Politique sociale

AVS et AI sous pression : réformes urgentes nécessaires

compenswiss, le fonds de compensation pour l’AVS, l’AI et les APG, enregistre pour l’année 2025 un solide résultat de placement avec un rendement net de 6,34 pour cent. Le président du Conseil d’administration met cependant en garde : il est de plus en plus difficile de maintenir le niveau du fonds prescrit par la loi. Des réformes doivent être mises en œuvre de toute urgence.

La performance des placements est encourageante : avec un rendement net de 6,34 pour cent, compenswiss a réalisé un résultat solide malgré un contexte géopolitique difficile. La fortune totale gérée par compenswiss a ainsi augmenté de près de 4,5 milliards pour dépasser les 50 milliards de francs. Cette bonne performance ne permet toutefois pas de souffler : l’Office fédéral des assurances sociales (OFAS) table sur un résultat négatif du résultat de répartition pour l’AVS dès 2026. Les recettes ne suffiraient donc plus à couvrir les dépenses courantes. La 13e rente AVS, décidée en 2024 et versée pour la première fois en décembre 2026, en est également en partie responsable. Son financement restant à ce jour incertain, il a déjà fallu constituer des réserves de liquidités de 2 milliards de francs. L’avertissement du président du Conseil d’administration Manuel Leuthold est particulièrement percutant : avec la 13e rente AVS, il devient de plus en plus difficile de garantir le maintien du fonds au niveau légalement prescrit, soit 100 pour cent des dépenses annuelles. Cette valeur est toutefois importante pour préserver la stabilité du système. Il est urgent de discuter de mesures telles qu’un frein à l’endettement de l’AVS, qui lierait le franchissement d’un certain seuil à un relèvement de l’âge de la retraite de quelques mois.

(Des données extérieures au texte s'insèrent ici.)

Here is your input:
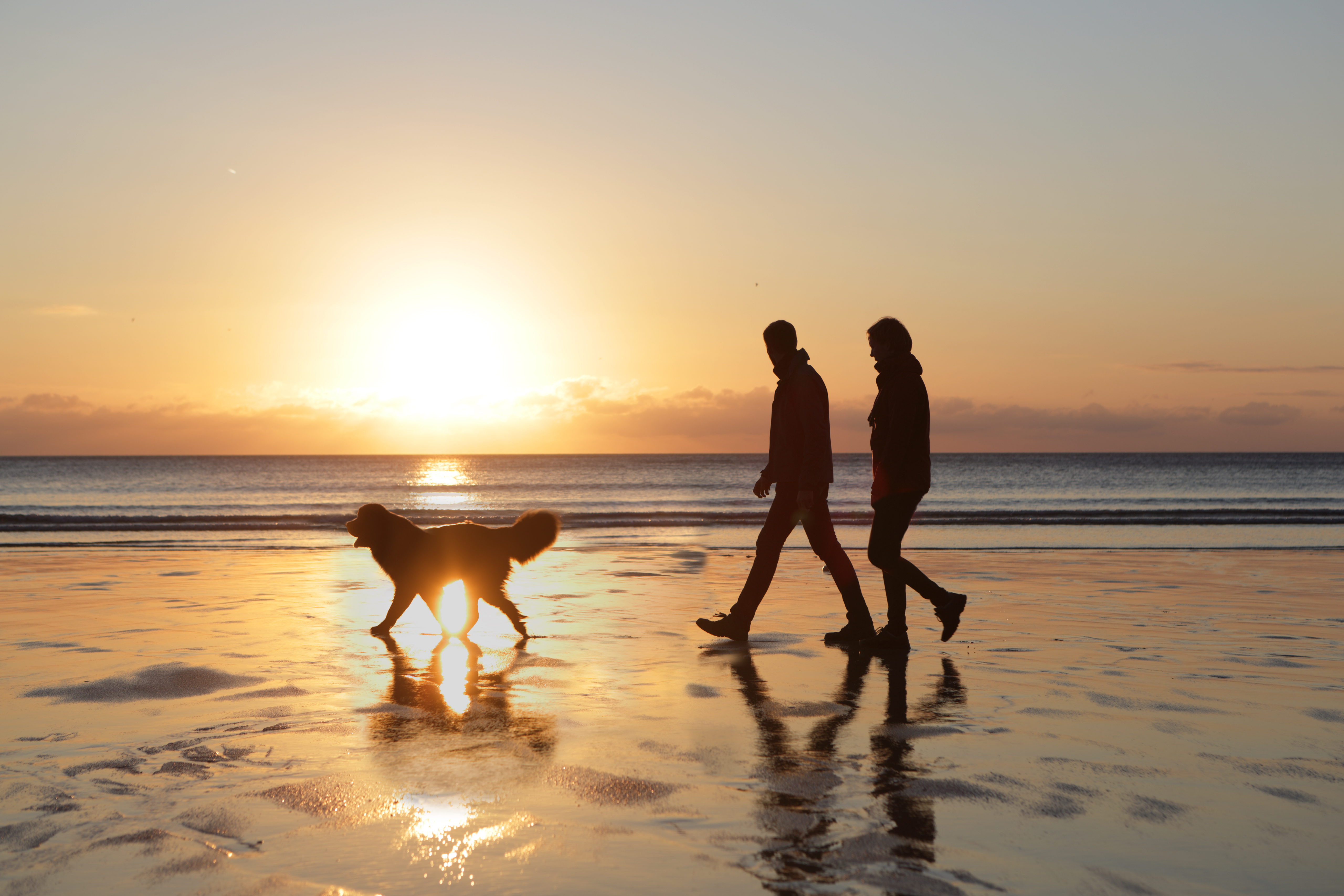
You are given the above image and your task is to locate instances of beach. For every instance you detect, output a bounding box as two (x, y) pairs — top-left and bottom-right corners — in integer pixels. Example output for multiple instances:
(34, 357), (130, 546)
(0, 535), (1344, 895)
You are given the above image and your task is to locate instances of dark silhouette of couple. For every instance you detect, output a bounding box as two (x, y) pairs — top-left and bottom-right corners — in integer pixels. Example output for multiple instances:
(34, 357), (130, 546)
(695, 317), (966, 653)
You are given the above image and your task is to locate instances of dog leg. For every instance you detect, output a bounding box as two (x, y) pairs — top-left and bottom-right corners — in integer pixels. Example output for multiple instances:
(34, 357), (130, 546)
(421, 588), (444, 630)
(466, 583), (531, 638)
(457, 594), (481, 644)
(368, 588), (415, 635)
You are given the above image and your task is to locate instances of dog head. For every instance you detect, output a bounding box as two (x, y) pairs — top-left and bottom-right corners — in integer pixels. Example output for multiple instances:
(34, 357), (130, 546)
(345, 504), (397, 548)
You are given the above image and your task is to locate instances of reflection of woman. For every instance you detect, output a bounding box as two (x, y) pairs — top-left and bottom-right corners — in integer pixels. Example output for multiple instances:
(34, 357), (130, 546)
(860, 317), (966, 653)
(731, 650), (966, 883)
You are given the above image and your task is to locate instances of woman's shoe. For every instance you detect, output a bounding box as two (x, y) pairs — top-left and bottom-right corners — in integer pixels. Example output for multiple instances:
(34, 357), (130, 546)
(821, 619), (878, 644)
(695, 613), (751, 641)
(933, 591), (966, 641)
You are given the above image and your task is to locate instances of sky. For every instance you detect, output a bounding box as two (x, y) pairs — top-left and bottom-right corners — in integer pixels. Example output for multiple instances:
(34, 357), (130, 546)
(0, 0), (1344, 455)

L’AI, un sujet sensible nécessitant une réforme

La situation financière de l’AI est encore plus difficile que celle de l’AVS. L’augmentation du nombre de nouvelles rentes pèse encore plus drastiquement sur les perspectives financières. Le Conseil fédéral avait donc adopté des lignes directrices pour la réforme. Celles-ci concernent avant tout la (ré)intégration. Du point de vue des employeurs, cette approche est la bonne. Il faut absolument éviter un financement supplémentaire par l’augmentation de nouvelles cotisations salariales.

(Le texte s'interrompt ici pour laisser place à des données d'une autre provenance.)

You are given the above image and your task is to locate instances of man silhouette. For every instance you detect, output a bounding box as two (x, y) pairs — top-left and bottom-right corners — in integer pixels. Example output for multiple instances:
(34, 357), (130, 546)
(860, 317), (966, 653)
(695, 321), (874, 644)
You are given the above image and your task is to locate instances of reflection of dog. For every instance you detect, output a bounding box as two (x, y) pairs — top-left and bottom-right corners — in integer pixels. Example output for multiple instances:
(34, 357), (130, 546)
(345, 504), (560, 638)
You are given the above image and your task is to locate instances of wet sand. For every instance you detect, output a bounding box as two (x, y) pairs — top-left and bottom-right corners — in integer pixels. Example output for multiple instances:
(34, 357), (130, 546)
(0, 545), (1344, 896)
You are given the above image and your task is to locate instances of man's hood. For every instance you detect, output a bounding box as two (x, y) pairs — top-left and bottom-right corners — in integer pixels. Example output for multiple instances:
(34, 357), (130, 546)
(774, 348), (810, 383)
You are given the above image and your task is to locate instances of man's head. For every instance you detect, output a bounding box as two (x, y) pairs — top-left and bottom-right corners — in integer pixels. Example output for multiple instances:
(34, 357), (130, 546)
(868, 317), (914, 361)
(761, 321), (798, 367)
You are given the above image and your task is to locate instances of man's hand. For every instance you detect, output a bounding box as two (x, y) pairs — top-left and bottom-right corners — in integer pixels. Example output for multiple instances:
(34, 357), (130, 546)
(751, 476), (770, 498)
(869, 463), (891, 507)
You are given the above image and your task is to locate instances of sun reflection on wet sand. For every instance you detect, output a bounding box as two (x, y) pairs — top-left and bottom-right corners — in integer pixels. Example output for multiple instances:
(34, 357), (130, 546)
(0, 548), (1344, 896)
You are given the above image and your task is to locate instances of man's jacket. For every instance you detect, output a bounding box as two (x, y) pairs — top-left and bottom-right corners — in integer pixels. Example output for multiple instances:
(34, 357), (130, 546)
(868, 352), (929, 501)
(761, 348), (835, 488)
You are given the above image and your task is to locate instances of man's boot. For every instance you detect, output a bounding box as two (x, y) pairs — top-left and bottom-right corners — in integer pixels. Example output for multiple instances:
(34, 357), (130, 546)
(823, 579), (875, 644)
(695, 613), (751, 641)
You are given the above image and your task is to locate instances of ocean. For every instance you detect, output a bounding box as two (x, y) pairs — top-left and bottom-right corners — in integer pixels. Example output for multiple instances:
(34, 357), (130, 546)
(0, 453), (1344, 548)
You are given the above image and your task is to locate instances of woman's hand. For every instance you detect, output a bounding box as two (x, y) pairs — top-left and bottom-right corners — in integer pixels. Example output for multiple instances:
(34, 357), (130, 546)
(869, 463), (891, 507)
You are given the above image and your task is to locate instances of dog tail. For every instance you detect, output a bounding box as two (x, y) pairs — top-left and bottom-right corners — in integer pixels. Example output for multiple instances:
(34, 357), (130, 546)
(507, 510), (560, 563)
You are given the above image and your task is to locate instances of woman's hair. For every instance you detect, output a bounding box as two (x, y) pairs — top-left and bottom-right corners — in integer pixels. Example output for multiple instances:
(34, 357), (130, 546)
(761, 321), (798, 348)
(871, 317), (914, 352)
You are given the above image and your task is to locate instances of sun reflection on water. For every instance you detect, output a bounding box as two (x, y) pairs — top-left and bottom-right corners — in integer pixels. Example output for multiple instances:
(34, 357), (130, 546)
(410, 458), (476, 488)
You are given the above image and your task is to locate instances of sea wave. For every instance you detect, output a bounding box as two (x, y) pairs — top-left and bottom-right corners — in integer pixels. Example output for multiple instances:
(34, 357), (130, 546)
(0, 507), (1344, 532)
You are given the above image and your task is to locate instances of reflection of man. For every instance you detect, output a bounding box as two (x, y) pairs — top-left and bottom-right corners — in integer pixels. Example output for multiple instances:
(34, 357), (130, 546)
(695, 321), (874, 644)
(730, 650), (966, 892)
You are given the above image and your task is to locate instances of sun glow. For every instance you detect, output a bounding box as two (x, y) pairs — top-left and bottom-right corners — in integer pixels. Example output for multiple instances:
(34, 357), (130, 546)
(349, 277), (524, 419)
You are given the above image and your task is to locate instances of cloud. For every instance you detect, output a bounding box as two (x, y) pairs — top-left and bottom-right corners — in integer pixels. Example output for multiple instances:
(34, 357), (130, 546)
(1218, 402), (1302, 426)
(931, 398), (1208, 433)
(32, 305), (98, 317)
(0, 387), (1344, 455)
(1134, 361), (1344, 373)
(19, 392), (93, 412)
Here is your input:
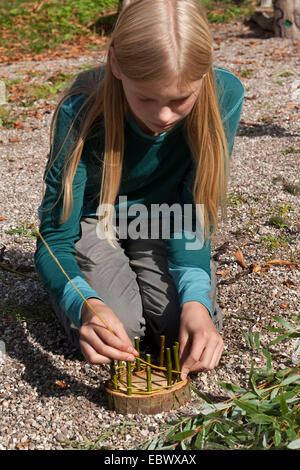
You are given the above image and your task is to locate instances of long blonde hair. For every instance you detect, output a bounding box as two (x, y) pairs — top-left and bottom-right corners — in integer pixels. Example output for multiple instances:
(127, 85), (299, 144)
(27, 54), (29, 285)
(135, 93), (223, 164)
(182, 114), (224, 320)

L’accent doit être mis sur les dépenses

Plutôt que de reconnaître la situation difficile des institutions sociales et de chercher des solutions viables et à long terme, les débats tournent constamment autour d’autres souhaits et idées d’élargissement du système. Cette attitude est préoccupante au vu de la situation actuelle. Alors que tout financement supplémentaire par les cotisations salariales affaiblit autant les employeurs que les employés, l’augmentation croissante des prestations fragilise progressivement le système social. Il est urgent de mettre en œuvre des réformes afin de ne pas transmettre à la prochaine génération des assurances sociales fragiles et endettées.